Nunca me pedía nada; mi nube tranquila se mecía con el viendo para darme el amor que, sin saberlo, yo tanto necesitaba. Ingenuo, me acostumbré a su sombra, como si la fuese a tener para siempre: vaya que hay que ser imbécil para pensar que no es dueño de algo tan divino como ese montón de reacciones físicas y químicas que me lo daban todo.

Me daba paz, me daba quietud, me daba sombra, me daba calma… con su forma de borrego afelpado, desde lejos cuidaba mi andar y mis sueños, siempre silenciosa y fraternal.

Mi nube era como una tonada alegre de son cubano, era el amor de loca juventud y sus acordes reconfortantes; a veces trompetas, a veces pianos, timbales o tambores, su ritmo era preciso cuando lo necesitaba.

Pero yo nunca le dejé ni una gota de agua para que se alimentara; jamás le pregunté si estaba bien ahí, flotando encima de mí. No me di cuenta que sus blancos se volvieron grises, que sus brisas se volvieron llantos. Mi nube se apagó.
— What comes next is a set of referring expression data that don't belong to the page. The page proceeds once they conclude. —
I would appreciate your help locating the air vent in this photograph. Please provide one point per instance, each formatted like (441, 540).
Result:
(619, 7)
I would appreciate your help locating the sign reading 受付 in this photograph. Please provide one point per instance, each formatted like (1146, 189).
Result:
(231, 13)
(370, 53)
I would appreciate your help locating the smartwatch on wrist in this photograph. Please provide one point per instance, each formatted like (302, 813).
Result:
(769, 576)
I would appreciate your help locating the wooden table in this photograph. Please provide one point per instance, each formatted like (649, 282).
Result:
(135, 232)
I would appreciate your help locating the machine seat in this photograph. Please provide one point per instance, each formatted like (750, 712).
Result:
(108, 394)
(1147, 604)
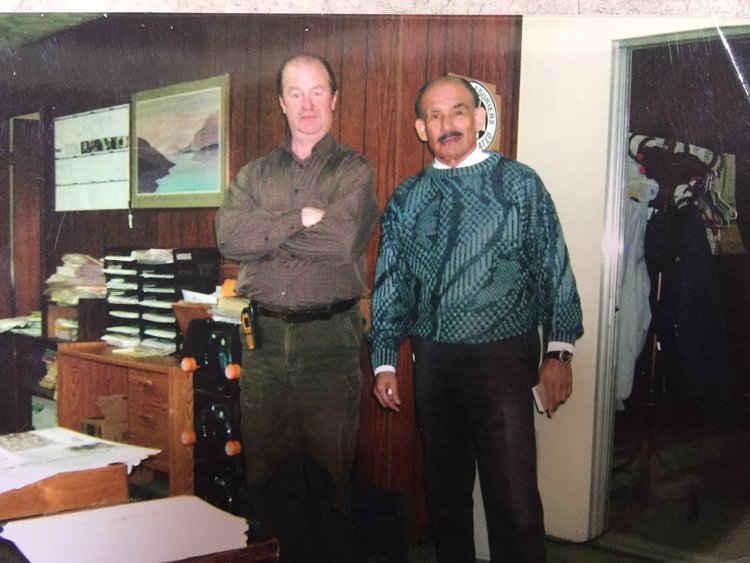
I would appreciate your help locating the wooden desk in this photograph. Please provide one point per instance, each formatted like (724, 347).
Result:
(160, 401)
(67, 491)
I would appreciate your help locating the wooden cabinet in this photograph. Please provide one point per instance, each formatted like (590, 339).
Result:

Ese día en que desperté y el rayo del sol me golpeó violento en el rostro, supe que se había marchado: hasta entonces rememoré cuánto la había ignorado y cuánta falta me haría.

Ahora vivo en angustia: no como bien, no duermo nada, lloro intempestivamente y la canción que tanto me gustaba escuchar junto a ella, ahora me hace sufrir; quisiera borrar mi memoria, saltar de un acantilado, gritarle al viento que vaya a prisa y me la traiga de vuelta; quiero que el pasado sea presente, que la bonanza no me abandone.

Un día me pareció verla a lo lejos: estaba radiante, blanquísima, única como siempre lo fue, tan feliz de cubrir a otro afortunado que no era yo… más me dolió que fui prescindible, nunca especial para ese cúmulo de gotas que ahora se rehusaban a rozarme el rostro.

Mañana me acostaré con el pecho hacia el sol, para ver si, aunque sea por lástima, viene a cubrirme unas horas; si me ignora y sigue con su existencia, preferiré entonces que el calor me consuma, que me evapore para ver si puedo fundirme con ella cuando me lleve el aire.